Thanks Itk!   Yes and unfort., about the time change is we deal with more things (work, activities, etc....) in IL, as we live on the boarder of the Indiana and Illinois stateline.  So now we'll always be an hours ahead of them and now always an hour behind my brothers up in MI.....all so very confusing and a pain but nothing I can do about it except move again and I have no intention of doing that so I'll manage.


----------



## masteraznchefjr (Apr 18, 2006)

i use to have an big island in my old house but we rarely used it, instead we built a smaller kitchen in the basement that sort of ran like an assembly line. a 2 1/2 foot cutting prep area --> small sink --> 3 foot space area to put the prep and already used stuff --> stove, the width of the kitchen was probably 2 people wide. I found the smaller kitchen to be less messy (cause i had little space to make a mess and no messy floors) and quicker clean up and faster getting meals out than when i was in the kitchen with the island, but then agagin its all culture, cause in Taiwan most kitchens are designed small so i'm used to working efficently in a small kitchen.  

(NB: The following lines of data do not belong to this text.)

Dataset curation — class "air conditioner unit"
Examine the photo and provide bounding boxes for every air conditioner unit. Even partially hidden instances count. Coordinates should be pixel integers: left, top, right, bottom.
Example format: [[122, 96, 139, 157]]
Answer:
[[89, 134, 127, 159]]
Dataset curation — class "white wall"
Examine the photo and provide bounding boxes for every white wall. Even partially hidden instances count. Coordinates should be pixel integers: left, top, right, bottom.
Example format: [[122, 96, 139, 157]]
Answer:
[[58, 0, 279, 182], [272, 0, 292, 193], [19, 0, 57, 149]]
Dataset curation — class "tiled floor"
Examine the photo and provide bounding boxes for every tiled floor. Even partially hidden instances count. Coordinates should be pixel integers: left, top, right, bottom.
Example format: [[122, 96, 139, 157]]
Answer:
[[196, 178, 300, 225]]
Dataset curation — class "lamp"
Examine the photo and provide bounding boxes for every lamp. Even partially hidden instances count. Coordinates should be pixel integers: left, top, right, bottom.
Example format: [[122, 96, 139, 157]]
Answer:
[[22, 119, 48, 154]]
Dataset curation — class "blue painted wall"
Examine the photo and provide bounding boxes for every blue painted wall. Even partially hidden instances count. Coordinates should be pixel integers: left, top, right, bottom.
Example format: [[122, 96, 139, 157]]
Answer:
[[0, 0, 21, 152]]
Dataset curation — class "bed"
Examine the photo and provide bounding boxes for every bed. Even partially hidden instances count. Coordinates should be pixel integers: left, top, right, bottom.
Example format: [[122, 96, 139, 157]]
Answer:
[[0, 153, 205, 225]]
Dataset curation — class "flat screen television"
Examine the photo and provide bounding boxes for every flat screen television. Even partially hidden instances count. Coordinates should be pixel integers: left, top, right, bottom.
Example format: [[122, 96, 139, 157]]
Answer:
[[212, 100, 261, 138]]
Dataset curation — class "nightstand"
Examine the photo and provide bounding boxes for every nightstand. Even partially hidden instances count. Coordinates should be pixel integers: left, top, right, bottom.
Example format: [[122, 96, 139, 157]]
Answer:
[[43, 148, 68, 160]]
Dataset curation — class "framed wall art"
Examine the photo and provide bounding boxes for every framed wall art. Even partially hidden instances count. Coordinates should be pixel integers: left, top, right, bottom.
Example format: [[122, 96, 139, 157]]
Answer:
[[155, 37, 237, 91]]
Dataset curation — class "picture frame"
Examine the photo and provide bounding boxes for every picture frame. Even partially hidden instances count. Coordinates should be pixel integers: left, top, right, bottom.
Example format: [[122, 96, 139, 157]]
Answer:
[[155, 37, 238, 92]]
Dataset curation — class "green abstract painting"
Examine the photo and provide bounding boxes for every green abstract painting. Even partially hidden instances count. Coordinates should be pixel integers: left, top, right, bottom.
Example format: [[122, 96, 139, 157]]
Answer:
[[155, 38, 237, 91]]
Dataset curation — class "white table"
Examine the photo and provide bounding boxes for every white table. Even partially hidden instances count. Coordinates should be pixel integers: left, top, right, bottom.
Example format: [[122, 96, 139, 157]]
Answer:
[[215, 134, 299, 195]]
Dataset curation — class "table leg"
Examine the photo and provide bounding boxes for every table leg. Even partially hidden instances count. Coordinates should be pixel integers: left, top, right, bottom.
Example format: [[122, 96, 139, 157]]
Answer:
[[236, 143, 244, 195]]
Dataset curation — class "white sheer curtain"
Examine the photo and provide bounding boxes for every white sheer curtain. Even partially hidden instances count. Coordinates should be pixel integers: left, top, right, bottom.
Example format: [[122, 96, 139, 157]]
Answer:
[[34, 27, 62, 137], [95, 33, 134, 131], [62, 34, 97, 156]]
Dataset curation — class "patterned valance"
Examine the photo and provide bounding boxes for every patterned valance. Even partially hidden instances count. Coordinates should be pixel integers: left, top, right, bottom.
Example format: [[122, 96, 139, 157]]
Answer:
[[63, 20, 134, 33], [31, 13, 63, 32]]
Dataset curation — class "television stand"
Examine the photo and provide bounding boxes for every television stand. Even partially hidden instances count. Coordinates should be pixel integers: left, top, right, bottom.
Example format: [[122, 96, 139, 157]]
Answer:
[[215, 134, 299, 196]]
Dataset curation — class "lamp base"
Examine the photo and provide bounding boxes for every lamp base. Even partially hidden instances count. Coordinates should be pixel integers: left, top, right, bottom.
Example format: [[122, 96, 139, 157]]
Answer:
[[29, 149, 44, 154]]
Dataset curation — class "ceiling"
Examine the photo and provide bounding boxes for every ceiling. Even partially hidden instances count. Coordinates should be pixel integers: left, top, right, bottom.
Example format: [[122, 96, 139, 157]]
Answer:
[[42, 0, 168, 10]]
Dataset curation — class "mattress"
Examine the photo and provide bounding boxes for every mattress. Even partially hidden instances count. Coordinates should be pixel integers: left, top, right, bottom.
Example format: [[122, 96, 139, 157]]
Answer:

but if it makes you feel nervous cooking in a small area i would get the island that could also accomadate a place to eat. I think home depot > lowes


----------



## mudbug (Apr 18, 2006)

Jr!  where have you been, darlin?  off studying? nice to have you back


----------



## masteraznchefjr (Apr 19, 2006)

mudbug said:
			
		

> Jr! where have you been, darlin? off studying? nice to have you back


 
yup studying lol AP exams are in 2 weeks but o well i think im well prepared


----------



## In the Kitchen (Apr 21, 2006)

masteraznchefjr said:
			
		

> i use to have an big island in my old house but we rarely used it, instead we built a smaller kitchen in the basement that sort of ran like an assembly line. a 2 1/2 foot cutting prep area --> small sink --> 3 foot space area to put the prep and already used stuff --> stove, the width of the kitchen was probably 2 people wide. I found the smaller kitchen to be less messy (cause i had little space to make a mess and no messy floors) and quicker clean up and faster getting meals out than when i was in the kitchen with the island, but then agagin its all culture, cause in Taiwan most kitchens are designed small so i'm used to working efficently in a small kitchen.
> 
> but if it makes you feel nervous cooking in a small area i would get the island that could also accomadate a place to eat. I think home depot > lowes



You justed answered a curiousity I had about my aunt.  She is from Taiwan and when she was here I told her I didn't care for the small kitchen.  Now you just told me they only have small kitchens in Taiwan.  She never mentioned that.  I thought I was just the only one with the problem.  Thanks  Live and learn, if you can wait long enough.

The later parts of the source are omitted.